Two coworkers use the expression while talking about their children.
Richard: Miranda, can I ask you something?
Miranda: Sure. Go ahead.
Richard: How do you get your son to get such good grades? My son works so hard, but still is almost failing most of his classes.
Miranda: Well, I wish I could help you, but unfortunately I don’t have any advice. My son is a bit of a Jack the lad. He never studies and doesn’t worry about his grades at all. However, he always aces his tests without any effort. He’s sort of unusual in that way.
Richard: Lucky him! I wish my son had that same situation.
The first example uses the expression to describe an actor who was right for a role.
- “Phil’s a natural. He’s got a raw talent, and he’s brimming of confidence. He’s Jack the Lad, and that’s what we wanted,” says Green, 35, bearded and enthusiastic. –LA Times
The second example is from a book review.
- Stewart’s antics have earned him a richly deserved Jack the Lad reputation. But that doesn’t mean they’re rich enough to support a good book.

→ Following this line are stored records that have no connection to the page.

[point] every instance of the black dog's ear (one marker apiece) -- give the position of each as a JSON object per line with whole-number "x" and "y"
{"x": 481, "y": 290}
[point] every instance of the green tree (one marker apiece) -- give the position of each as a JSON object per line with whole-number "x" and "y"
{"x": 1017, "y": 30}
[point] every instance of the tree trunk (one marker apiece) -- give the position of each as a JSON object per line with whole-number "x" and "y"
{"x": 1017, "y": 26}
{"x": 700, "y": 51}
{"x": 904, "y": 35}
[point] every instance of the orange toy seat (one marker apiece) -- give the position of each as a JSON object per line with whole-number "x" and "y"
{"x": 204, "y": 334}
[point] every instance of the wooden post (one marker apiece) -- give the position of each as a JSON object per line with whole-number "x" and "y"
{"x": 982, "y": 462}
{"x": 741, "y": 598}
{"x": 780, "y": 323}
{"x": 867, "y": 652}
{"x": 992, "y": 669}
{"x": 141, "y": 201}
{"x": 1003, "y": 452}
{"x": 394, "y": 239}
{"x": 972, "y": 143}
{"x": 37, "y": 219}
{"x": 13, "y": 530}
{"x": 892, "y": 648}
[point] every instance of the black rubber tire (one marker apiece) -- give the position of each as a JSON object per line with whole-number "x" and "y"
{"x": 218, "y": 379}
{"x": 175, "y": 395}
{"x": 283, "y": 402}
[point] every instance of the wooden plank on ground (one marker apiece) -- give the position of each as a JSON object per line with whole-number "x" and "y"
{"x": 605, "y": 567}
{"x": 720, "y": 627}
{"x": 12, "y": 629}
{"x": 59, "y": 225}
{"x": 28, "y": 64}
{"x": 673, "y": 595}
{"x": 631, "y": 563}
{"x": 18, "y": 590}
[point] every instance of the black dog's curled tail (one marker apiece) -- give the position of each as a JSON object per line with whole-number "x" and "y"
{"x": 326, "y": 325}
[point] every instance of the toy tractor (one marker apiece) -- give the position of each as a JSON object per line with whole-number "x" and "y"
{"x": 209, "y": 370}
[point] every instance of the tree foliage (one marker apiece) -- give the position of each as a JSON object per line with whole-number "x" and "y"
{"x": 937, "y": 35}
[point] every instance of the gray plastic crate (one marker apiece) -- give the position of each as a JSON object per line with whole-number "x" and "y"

It’s his storytelling style, which mixes wild boastfulness with barely credible self-deprecation, that proves so winning, if only because he is so willing to embarrass himself. –New York Times
The term jack the lad is a name people call a man who doesn’t have worries and does whatever he wants, regardless of the consequences.
Usually this man is also successful in his endeavors.